Saturday, May 24, 2008

Poole Museum

Poole Museum has recently re-opened after refurbishment. On display is an extensive collection of Poole Pottery, mainly sourced from the Poole Pottery Museum archive auction at Christies in March 2004. Many of these pieces are pictured in the Hayward and Atterbury Poole Pottery book.

The earliest items are examples of Owen Carter’s lustre ware dating from just after the turn of the century, displayed together with James Radley Young lustre, unqlazed and early tin glazed pieces from c. 1915. A particularly striking piece is the green lustre-glazed vase with a moulded Lizard decoration applied by Lily Graham.

There are some interesting and rarely seen Harold and Phoebe Stabler and Joseph Roelants figures dating from 1915-1920, including the iconic Buster Boy figure and an elaborate bull figure group. This apparently retailed at £6 6s at top department stores Heals and Liberty’s when issued. There is a selection of bookends from the mid to late 1920’s, including elephant and mounted knight models by Harold Brownsword and a Harold Stabler small galleon.

Moving onto more familiar territory there are quite a few 1930’s Truda Carter designed traditional pieces, including two good art deco patterns (GPA and YE), and also a number of Arthur Bradbury designed ship plates. One of these depicts an Empire Flying Boat from 1940 in Poole Harbour; only 6 of these were made.

The 1950’s is represented by a small number of items from the Alfred Read period, including a 12” Freya plate and Poole Pottery plaque designed by his daughter Ann Read. There is also a collection of coronation pieces.

Delphis and Studio fans may be a little disappointed as there is nothing particularly spectacular from this period, although there is a small collection of 1960’s pieces and some 1970’s Aegean and Atlantis. Unusual is a carved vase by Tony Morris and Guy Sydenham, which is a copy of a vase presented to HRH Princess Margaret in 1966, and an early Robert Jefferson owl dish.

One curiosity is the red stoneware miniature bottle kiln made by Guy Sydenham in 1973 to commemorate the centenary of Poole Pottery.

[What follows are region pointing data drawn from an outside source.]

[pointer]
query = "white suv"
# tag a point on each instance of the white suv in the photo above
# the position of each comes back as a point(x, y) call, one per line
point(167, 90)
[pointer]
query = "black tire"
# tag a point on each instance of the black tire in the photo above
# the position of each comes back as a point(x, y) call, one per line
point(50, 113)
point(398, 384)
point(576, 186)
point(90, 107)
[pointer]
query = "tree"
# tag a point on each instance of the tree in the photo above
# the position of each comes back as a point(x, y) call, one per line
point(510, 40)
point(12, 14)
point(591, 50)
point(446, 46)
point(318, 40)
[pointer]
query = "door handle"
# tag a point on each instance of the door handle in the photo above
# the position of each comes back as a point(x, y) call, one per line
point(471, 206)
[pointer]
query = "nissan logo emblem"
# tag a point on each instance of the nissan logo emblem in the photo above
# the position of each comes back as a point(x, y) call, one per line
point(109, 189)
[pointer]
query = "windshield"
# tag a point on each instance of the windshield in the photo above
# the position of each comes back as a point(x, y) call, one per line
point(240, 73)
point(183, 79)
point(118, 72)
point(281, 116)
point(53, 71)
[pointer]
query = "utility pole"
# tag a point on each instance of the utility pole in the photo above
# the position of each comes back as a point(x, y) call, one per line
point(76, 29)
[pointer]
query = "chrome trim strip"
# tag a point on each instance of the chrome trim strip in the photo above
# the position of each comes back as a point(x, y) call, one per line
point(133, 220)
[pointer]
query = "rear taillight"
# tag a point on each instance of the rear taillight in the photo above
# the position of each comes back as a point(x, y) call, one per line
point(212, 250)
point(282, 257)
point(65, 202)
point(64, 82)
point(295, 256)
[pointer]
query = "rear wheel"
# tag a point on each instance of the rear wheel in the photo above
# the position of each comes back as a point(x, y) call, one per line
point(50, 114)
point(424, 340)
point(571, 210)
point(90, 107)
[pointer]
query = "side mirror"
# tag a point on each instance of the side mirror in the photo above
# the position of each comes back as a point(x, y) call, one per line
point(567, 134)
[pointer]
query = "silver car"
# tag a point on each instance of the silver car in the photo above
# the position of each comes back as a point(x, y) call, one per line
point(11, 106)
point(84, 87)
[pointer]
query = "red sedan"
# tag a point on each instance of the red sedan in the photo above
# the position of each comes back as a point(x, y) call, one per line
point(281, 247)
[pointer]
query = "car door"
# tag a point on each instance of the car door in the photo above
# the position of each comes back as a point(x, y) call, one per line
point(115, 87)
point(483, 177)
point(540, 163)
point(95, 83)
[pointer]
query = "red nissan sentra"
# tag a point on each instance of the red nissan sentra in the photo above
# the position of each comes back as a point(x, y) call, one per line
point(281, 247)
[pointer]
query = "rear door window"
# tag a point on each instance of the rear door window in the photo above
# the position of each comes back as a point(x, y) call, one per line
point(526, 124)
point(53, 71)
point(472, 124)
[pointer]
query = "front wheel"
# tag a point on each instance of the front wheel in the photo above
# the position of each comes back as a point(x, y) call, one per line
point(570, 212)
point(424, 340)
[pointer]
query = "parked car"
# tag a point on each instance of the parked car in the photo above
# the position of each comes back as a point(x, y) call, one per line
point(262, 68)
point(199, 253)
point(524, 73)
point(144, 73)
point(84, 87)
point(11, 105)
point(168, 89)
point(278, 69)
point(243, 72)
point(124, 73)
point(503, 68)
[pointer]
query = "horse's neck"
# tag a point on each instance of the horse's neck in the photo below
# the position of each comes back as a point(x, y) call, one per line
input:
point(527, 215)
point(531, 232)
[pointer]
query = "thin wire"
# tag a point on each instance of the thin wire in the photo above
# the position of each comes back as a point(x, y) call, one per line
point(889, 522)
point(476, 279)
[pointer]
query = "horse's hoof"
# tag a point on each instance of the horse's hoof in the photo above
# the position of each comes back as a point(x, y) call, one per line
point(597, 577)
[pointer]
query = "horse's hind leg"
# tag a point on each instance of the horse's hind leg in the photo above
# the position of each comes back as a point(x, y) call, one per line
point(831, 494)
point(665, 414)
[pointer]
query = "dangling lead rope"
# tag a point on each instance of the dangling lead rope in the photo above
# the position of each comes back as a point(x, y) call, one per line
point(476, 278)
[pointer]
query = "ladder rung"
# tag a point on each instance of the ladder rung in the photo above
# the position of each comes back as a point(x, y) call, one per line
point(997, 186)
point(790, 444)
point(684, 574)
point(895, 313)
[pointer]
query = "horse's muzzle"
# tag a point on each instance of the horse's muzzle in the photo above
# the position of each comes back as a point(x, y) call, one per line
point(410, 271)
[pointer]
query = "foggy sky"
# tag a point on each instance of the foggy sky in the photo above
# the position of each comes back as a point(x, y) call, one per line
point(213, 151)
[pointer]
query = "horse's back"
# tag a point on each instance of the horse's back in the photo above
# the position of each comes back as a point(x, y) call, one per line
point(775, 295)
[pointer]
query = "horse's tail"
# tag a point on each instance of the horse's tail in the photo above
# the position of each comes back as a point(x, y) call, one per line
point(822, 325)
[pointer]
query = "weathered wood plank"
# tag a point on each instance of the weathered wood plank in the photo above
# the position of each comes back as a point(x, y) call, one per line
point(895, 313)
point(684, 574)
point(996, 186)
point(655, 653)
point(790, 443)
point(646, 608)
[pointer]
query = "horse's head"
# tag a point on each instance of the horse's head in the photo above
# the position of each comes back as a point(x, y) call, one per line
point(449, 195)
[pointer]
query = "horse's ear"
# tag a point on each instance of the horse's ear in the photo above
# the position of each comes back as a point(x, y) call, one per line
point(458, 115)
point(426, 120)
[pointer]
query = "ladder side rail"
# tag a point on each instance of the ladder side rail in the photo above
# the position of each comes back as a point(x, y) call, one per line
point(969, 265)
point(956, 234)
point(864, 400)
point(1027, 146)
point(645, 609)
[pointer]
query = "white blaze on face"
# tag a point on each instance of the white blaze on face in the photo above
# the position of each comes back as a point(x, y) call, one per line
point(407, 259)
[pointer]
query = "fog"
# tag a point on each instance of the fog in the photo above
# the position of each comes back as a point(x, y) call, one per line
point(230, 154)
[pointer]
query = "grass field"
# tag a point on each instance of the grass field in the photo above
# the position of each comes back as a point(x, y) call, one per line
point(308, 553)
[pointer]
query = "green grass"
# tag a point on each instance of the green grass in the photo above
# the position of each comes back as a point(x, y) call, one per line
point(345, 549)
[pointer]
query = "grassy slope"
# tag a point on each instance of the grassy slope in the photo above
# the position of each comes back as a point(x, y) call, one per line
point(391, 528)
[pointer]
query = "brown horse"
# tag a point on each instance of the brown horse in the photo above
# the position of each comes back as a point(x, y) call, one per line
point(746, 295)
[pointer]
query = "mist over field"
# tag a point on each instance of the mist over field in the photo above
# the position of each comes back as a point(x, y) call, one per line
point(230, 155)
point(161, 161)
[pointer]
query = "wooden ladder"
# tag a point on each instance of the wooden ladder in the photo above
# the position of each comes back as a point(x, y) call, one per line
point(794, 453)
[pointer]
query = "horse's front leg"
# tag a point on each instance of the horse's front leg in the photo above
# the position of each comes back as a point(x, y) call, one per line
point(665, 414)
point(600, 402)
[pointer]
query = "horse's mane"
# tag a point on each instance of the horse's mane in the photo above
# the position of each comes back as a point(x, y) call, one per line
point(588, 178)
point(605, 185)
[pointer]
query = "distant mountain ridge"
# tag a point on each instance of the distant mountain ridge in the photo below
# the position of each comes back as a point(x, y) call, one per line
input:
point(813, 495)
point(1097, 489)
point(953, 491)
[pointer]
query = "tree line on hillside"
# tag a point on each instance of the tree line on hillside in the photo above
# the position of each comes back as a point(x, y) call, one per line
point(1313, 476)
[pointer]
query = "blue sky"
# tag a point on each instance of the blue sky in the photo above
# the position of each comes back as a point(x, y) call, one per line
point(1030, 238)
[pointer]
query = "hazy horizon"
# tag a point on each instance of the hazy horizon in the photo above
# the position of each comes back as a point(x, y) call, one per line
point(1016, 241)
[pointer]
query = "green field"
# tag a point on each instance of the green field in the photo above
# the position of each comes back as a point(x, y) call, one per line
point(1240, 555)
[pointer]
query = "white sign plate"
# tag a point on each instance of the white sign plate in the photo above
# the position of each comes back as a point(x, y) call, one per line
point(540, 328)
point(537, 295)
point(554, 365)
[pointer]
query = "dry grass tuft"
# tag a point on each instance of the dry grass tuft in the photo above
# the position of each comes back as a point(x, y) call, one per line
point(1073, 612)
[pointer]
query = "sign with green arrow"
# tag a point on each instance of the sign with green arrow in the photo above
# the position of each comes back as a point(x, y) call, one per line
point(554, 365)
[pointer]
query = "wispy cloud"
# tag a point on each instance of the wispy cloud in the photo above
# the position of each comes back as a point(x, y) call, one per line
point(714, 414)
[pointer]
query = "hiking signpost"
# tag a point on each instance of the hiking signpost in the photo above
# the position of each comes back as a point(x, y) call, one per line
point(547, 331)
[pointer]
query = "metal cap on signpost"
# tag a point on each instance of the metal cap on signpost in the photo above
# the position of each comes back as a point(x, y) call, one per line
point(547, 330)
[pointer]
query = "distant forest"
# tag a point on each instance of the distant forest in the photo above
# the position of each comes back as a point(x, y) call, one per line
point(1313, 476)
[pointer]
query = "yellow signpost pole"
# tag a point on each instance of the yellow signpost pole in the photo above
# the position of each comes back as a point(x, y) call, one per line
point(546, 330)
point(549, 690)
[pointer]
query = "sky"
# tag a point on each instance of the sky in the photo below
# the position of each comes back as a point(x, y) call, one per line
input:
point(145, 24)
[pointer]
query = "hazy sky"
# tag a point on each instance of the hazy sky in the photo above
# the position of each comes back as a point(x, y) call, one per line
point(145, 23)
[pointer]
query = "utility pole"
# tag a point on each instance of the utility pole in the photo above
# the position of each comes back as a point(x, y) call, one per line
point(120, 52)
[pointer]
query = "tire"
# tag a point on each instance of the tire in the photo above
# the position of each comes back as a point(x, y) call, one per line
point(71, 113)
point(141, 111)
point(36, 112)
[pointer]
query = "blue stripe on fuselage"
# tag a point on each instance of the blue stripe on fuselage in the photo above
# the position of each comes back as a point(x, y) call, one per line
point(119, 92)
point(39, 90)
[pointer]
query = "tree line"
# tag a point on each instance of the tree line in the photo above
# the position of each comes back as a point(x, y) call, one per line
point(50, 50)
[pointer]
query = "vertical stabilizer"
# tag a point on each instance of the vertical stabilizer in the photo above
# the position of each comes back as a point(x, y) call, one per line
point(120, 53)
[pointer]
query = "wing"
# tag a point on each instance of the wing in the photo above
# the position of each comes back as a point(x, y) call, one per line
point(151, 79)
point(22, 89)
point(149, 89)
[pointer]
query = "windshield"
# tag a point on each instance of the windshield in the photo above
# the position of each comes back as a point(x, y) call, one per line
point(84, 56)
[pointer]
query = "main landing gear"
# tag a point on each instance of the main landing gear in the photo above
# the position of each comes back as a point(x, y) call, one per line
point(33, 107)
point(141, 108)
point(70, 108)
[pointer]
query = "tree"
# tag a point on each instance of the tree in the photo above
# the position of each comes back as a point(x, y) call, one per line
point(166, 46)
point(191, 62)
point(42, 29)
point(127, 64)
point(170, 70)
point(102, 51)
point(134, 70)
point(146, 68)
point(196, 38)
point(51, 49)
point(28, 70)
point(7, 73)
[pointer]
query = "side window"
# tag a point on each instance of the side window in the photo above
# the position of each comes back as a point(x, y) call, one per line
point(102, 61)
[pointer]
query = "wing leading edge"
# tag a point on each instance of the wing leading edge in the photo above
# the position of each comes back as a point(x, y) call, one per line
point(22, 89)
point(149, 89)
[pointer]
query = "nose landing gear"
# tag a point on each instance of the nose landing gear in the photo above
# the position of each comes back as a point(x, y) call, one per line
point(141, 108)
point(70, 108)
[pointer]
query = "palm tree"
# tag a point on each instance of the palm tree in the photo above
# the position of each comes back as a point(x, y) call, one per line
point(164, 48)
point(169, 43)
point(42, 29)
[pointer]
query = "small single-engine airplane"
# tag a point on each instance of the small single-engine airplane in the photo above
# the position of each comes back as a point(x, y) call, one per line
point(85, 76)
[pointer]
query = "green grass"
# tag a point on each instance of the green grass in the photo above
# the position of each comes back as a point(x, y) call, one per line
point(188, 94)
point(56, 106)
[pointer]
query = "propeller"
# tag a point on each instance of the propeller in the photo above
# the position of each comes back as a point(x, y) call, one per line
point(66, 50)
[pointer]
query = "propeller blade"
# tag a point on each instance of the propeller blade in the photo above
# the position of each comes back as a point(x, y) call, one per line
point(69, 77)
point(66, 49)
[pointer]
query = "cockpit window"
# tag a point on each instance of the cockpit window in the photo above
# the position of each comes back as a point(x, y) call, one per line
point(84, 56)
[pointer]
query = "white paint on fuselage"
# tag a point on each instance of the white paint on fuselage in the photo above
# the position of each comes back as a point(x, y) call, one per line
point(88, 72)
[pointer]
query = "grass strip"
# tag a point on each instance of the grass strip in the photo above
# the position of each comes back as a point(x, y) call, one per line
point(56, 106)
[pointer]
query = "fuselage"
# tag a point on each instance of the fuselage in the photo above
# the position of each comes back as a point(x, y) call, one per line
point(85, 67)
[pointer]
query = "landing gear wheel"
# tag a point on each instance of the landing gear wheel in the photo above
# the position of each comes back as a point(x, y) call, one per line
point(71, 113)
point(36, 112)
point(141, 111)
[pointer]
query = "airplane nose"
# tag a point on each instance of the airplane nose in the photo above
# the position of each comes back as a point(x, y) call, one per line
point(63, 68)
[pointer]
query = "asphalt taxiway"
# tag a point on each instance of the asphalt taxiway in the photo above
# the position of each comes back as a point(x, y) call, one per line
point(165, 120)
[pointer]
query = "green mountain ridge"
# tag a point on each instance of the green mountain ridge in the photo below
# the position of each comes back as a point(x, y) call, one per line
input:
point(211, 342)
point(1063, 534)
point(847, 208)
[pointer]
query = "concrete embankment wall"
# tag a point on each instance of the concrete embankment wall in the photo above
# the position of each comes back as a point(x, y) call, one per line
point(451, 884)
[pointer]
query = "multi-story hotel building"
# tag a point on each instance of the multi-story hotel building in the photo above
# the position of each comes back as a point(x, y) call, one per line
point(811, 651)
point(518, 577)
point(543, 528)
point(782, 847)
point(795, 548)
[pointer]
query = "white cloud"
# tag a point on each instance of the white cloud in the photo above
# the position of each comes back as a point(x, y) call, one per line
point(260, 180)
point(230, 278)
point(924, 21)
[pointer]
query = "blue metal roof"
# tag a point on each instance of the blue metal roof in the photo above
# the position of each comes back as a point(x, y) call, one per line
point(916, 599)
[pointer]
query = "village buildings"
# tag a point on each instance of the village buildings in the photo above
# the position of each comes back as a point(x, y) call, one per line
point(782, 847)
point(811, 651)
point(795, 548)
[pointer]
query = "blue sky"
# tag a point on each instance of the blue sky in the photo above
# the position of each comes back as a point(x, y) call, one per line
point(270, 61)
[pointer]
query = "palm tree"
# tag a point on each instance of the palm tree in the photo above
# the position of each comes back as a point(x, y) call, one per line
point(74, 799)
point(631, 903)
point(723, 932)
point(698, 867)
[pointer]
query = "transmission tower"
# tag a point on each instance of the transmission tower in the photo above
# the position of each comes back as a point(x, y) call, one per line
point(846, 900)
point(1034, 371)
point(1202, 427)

This is pictured in H&A on p168 but is quite fun to look at for real as the interior of the kiln contains miniature examples of pots in all the different Poole Pottery styles from Owen Carter lustre ware to 1970’s Delphis.

Away from the display cabinets is an extensive collection of Carter Tiles, including the famous Edward Bawden designed tile panel depicting a map of Poole and the words “Here in 1873 at Poole Pottery were Carter tiles first made”. There are also various architectural sculptures, faience plaques and a video film of the factory in c. 1970. This includes some footage of Guy Sydenham throwing.

The entire third floor is dedicated to Pottery and ceramics of various kinds and other interesting exhibits include 16th & 17th century Bellarmines, known to have influenced Guy Sydenham, and a collection of Broadstone Joyous pottery (often mis-sold as Poole).

At the time of writing the museum is open from Monday to Saturday 10 a.m. – 5 p.m. and on Sundays from 12 p.m. until 5 p.m. Admission is free. However, please check details with the museum before visiting.